When Becket discovered that some of the sections would reduce ecclesiastical power, he vehemently objected to the changes. However, several of the Crown’s practices were quite divergent from canon law, so that Alexander refused to assent. Becket had little choice but to admit publicly that he had committed perjury regarding the Constitution of Clarendon.

Becket was forced to appear at the Council of Northampton in October 1164 and was charged with misappropriating funds during his chancellorship. He quickly contravened the Constitutions of Clarendon, denying its jurisdiction and declaring that the church and the pope had greater jurisdiction than the Constitutions. Becket had no option but to flee abroad.
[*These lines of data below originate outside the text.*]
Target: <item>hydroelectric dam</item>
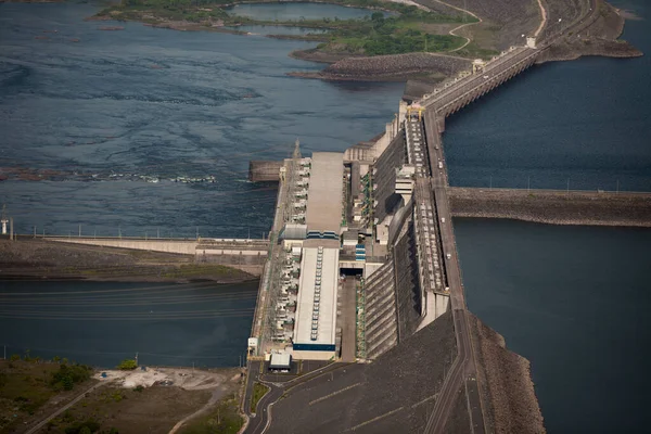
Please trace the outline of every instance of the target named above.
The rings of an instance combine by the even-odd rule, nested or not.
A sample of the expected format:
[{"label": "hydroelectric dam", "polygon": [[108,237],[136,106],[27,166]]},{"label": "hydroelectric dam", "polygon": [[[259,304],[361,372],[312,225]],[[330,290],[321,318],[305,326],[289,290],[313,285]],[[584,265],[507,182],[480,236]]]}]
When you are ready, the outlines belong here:
[{"label": "hydroelectric dam", "polygon": [[[246,433],[485,433],[499,431],[499,411],[540,419],[537,406],[498,410],[494,403],[513,383],[488,357],[503,348],[467,310],[452,227],[454,215],[476,212],[470,207],[477,189],[450,188],[442,135],[447,116],[531,67],[556,37],[588,27],[598,17],[597,1],[590,5],[562,33],[529,37],[400,102],[372,142],[310,157],[296,142],[291,158],[252,162],[253,181],[278,182],[265,240],[43,239],[193,255],[259,276],[245,343]],[[572,194],[608,196],[622,209],[636,197],[649,202],[641,194]],[[3,233],[8,224],[14,238],[3,216]],[[521,366],[510,372],[528,379]],[[257,407],[255,383],[269,387]],[[520,386],[533,396],[533,385]]]}]

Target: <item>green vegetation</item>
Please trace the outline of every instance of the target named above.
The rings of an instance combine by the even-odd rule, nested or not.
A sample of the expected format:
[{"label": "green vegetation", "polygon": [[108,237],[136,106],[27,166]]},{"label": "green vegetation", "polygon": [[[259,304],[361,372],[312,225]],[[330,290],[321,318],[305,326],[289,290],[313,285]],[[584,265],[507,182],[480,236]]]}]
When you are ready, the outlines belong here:
[{"label": "green vegetation", "polygon": [[239,399],[234,394],[217,404],[207,416],[190,421],[180,434],[235,434],[244,420],[239,413]]},{"label": "green vegetation", "polygon": [[[266,2],[263,0],[261,2]],[[267,1],[268,2],[268,1]],[[225,5],[238,0],[123,0],[122,4],[100,12],[99,16],[113,20],[135,20],[151,24],[174,22],[179,28],[212,28],[237,25],[278,25],[329,30],[294,39],[322,41],[322,51],[350,54],[399,54],[408,52],[445,52],[461,47],[465,39],[437,35],[429,30],[431,24],[474,23],[474,16],[443,15],[412,5],[382,0],[329,0],[329,3],[384,10],[396,13],[384,17],[373,12],[362,20],[298,20],[256,21],[230,15]]]},{"label": "green vegetation", "polygon": [[269,387],[267,387],[266,385],[260,383],[253,384],[253,396],[251,397],[252,413],[255,413],[255,410],[257,409],[257,404],[260,399],[263,399],[263,396],[265,396],[267,392],[269,392]]},{"label": "green vegetation", "polygon": [[129,371],[138,368],[138,362],[133,359],[124,359],[117,366],[117,369],[122,369],[123,371]]},{"label": "green vegetation", "polygon": [[11,431],[59,392],[74,390],[92,373],[88,366],[43,362],[28,352],[24,359],[14,356],[0,361],[0,432]]}]

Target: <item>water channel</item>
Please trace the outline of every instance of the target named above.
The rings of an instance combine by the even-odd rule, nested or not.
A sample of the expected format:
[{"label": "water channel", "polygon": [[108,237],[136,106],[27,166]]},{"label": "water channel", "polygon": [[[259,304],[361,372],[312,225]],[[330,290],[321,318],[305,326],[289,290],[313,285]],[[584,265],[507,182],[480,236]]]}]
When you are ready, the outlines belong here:
[{"label": "water channel", "polygon": [[[615,3],[649,16],[641,0]],[[97,10],[0,4],[0,166],[115,175],[0,182],[18,231],[67,233],[81,225],[84,233],[99,234],[120,228],[126,234],[261,235],[276,192],[246,182],[248,159],[288,156],[295,138],[306,152],[343,151],[382,131],[403,91],[400,84],[286,77],[321,67],[286,56],[309,43],[137,23],[106,33],[82,21]],[[43,35],[49,39],[35,39]],[[628,22],[625,37],[651,51],[646,22]],[[649,191],[649,71],[644,56],[556,63],[521,75],[448,119],[451,182],[524,187],[531,178],[532,187],[565,188],[570,179],[571,188],[618,183]],[[208,175],[215,182],[178,181]],[[647,430],[651,232],[457,219],[456,233],[469,307],[532,361],[549,432]],[[148,285],[21,284],[30,292],[135,286],[148,299]],[[2,296],[15,291],[14,283],[0,283]],[[201,308],[252,303],[229,307],[221,298]],[[142,317],[159,307],[143,306]],[[127,310],[93,311],[104,308]],[[67,309],[69,317],[80,311]],[[5,315],[0,341],[12,352],[40,348],[49,357],[56,350],[100,366],[133,352],[146,363],[233,366],[251,323],[251,317],[148,321],[127,314],[131,319],[122,322],[107,314],[94,320]]]}]

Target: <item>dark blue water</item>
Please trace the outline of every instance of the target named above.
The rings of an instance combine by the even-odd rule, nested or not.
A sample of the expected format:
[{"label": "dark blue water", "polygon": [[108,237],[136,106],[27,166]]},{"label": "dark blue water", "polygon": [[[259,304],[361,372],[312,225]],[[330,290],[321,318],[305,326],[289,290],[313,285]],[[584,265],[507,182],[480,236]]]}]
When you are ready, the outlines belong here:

While Becket lived in exile for six years, he garnered scant support from Alexander because the pope and Henry had their own disagreements to solve. Yet both Henry and Becket went to extremes to maintain their quarrel.

The situation was exacerbated when Henry, who was quite ill, had his son and heir, Henry the Younger, (1155–83) crowned as joint king by the archbishop of York in June 1170; this was a direct violation of customary practices. Becket threatened an interdict with Alexander’s support and then aggravated the situation by suspending and excommunicating the bishops who had partaken in the coronation.

The irate Henry then uttered the phrase “Will no one rid me of this troublesome priest?” Four knights took this phrase literally, traveled to Canterbury, and murdered Becket on December 29, 1170. This event astonished and repulsed Christians everywhere. Becket was canonized three years later; his tomb became a well-visited shrine. In 1174 Henry was forced to offer penance publicly at Becket’s tomb.